This entry is part of Spotlight 1978, a series where we talk about films released in 1978.
This is what Geraldine Page’s Eve tries to achieve in Woody Allen’s Interiors. As her life slowly breaks down into shards of irrevocable heartaches, she struggles to maintain order and normalcy. The perfectly matched rooms she decorates betrays an inner sadness. As an interior designer, the furniture she arranges and rearranges are things she can meticulously sort and map out. Her emotions are things she can’t.
The wan grey palette that permeates throughout the entire movie is indicative of the film’s slow trudge towards gloom. Even though the film is an aesthetic homage to Ingmar Bergman, the movie is filled with themes that we now associate with Woody — the complications and politics of family relationships, the perpetual insecurity of being an artist, the inevitable drive to find meaning despite one’s finite mortality…This film might not be a comedy but it certainly is a product of Allen’s mind.
Geraldine Page’s performance displays the vulnerability and melancholia of a woman trying to maintain a grasp on her sanity. Her emotional breakdown was catalyzed by the departure of her husband, who asks her permission to have a “trial separation” so matter-of-factly that it was candid to the point of cruelty. Every time the camera closes up on her, the light falls with such softness and veneration for the grace of her aged face. This is something from Bergman’s directorial playbook: Allen lets the face speak for his character’s interior life. In this case, the wrinkles and resignation in her eyes reveals brittleness and a longing for a time when she experienced intimacy in its most profound sense.
She is assisted in her late life tribulations by her three daughters: Renata (Diane Keaton), Joey (Mary Beth Hurt) and Flyn (Kristin Griffith). Each of them represents a different approach on how their mother should cope with her separation and each comes with their own set of neuroses. Renata wants Eve to remain hopeful, to hold on to the possibility that a reconciliation can happen. Joey is a pragmatist who thinks that the sooner her mother comes to accept the reality of her separation, the sooner she can get over her misery and move on with her life. Flyn is a D-list actress living in Hollywood who represents escapism, emptiness, and not confronting one’s demons. Eve gets pushed and pulled in different directions, adding further strain to her already damaged self. Their contradicting advice entrenched her psychosis instead of providing salvation.
The cold rigidity of Eve is confronted by Maureen Stapleton’s Pearl, her husband’s new wife. Allen introduces her in a gown of vibrant red, the complete opposite of the somber blacks and greys of Eve’s wardrobe. Unlike the restrictive, extremely restrained way Eve lives her life, Pearl is filled with vivacity and warmth and tenderness. She might not have the intellect or artistic taste that Eve had, but what she has is an enthusiasm for the spontaneous and the unknown. She thrives in her lack of control.

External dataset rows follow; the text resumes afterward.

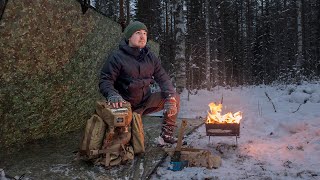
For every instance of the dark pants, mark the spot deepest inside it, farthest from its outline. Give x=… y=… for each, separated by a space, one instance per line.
x=155 y=103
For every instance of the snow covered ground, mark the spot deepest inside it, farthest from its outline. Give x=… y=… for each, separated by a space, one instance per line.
x=273 y=145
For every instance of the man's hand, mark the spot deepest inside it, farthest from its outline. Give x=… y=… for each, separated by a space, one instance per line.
x=170 y=106
x=116 y=101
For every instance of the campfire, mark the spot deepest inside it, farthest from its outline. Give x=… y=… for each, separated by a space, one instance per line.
x=222 y=125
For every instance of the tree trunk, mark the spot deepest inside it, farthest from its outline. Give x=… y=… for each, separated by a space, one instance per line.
x=208 y=58
x=300 y=40
x=180 y=46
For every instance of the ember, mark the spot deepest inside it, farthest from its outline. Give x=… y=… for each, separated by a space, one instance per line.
x=215 y=117
x=222 y=125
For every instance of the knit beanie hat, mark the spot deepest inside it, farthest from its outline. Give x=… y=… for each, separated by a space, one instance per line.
x=132 y=28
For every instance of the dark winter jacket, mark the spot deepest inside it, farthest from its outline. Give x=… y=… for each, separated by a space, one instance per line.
x=129 y=72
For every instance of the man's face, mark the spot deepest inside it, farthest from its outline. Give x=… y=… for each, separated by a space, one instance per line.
x=138 y=39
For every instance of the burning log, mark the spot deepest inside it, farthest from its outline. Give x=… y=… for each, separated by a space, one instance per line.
x=222 y=125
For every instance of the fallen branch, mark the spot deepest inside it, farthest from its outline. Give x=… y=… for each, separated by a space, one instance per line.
x=271 y=101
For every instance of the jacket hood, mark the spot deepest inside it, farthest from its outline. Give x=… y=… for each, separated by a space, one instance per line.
x=123 y=45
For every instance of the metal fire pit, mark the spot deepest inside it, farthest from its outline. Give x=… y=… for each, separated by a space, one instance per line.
x=223 y=129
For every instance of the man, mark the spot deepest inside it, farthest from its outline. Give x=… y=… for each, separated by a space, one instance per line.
x=128 y=73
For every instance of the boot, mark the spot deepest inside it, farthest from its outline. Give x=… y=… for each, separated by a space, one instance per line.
x=167 y=134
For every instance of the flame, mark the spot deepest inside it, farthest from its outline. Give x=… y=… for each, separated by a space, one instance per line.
x=214 y=116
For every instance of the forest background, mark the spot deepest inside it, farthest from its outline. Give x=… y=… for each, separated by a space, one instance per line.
x=205 y=43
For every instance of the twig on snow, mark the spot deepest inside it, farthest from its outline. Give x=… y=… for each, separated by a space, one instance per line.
x=305 y=101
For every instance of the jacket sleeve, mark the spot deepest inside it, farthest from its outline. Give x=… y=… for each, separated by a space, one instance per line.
x=162 y=78
x=109 y=73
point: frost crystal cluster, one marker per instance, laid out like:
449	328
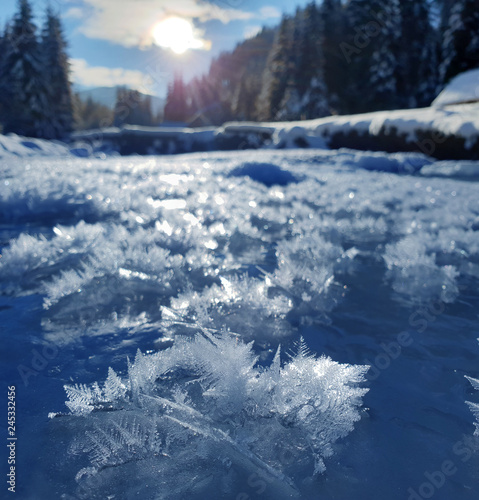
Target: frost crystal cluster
209	398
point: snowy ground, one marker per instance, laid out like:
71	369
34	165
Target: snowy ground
372	259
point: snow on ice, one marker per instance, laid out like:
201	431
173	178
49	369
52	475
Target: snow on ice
207	263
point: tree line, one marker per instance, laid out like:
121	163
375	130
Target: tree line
336	58
36	98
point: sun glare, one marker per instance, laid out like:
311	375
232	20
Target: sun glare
176	34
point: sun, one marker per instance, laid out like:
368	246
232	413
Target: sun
177	34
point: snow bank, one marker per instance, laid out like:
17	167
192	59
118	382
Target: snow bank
462	89
13	145
443	133
266	173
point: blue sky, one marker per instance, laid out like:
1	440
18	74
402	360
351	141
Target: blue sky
110	41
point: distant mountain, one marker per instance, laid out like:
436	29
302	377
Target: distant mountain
107	97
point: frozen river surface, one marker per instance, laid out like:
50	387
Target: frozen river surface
256	286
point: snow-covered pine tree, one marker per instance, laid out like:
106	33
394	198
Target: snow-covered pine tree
418	62
384	63
356	49
332	22
58	118
310	65
460	43
25	73
4	86
176	108
275	78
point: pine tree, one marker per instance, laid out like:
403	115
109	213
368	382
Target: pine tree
333	26
417	74
24	70
384	64
59	121
276	75
5	97
371	48
460	44
310	65
176	108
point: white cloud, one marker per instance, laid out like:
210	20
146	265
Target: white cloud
251	31
130	22
270	12
101	76
75	13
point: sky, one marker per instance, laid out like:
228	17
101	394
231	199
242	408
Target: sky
122	42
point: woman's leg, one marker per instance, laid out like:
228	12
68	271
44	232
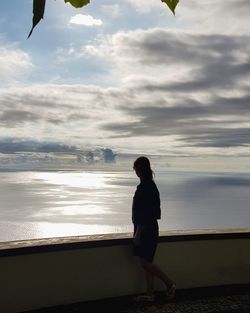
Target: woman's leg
149	277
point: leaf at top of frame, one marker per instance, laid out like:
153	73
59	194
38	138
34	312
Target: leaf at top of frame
77	3
171	4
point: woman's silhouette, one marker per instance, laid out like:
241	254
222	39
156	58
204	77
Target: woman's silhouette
145	213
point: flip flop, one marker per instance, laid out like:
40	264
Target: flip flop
171	292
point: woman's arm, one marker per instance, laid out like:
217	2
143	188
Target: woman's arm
137	236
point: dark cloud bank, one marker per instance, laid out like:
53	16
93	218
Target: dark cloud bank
29	153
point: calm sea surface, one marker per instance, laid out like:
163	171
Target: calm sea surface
72	203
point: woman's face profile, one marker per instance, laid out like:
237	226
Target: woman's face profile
136	171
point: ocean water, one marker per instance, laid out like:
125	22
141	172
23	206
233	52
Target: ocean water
40	204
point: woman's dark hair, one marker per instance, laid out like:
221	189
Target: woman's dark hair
142	166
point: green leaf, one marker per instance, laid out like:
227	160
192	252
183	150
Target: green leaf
38	12
171	4
77	3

As their father replaces Eve with Pearl, the Oedipal tension between the three daughters and this stranger grows stronger. But much like Eve’s breakdowns which largely remained under the surface, the friction between them is also mostly concealed. In his movies, Woody Allen designates the shrink’s office, the diary, the narrating voice-over as the spaces where raw, id-driven emotions should explode. They have no place in public places because they disrupt a social harmony that must be maintained. They belong to the cavernous interiors of the human psyche.
Interiors is part of a cinematic movement that belongs to the same league as Kramer v.s. Kramer, Scene from a Marriage and other movies in the 70’s that dealt with divorce, separation, and the instability of families. This is Allen’s follow-up to the wildly successful Annie Hall, and its tone could not be any more different. It is one of his most under-appreciated films, with some critics calling it pretentious and accusing Allen of being an outright copycat of Bergman’s work. Granted, this was the first “serious” drama that he made and at this point in his career, he was still better known for his reinvention of American comedy.
The themes he explores here are better laid out in 1986’s Hannah and Her Sisters, where he is able to construct a more sophisticated family dynamic. Hannah is much more finessed and features characters whose flaws are more real and accessible. He also didn’t have to rely on the dramatic peg of mental illness to tell a dramatic story. But the psychological studies he does here shows a man whose understanding both of the intricacies of the human mind and the narrative structure is eminent. If anything, Interiors was necessary in order to improve the acuity of his latter films. But in terms of intuition, intelligence and insight, this movie is brimming with everything that’s good about Woody Allen.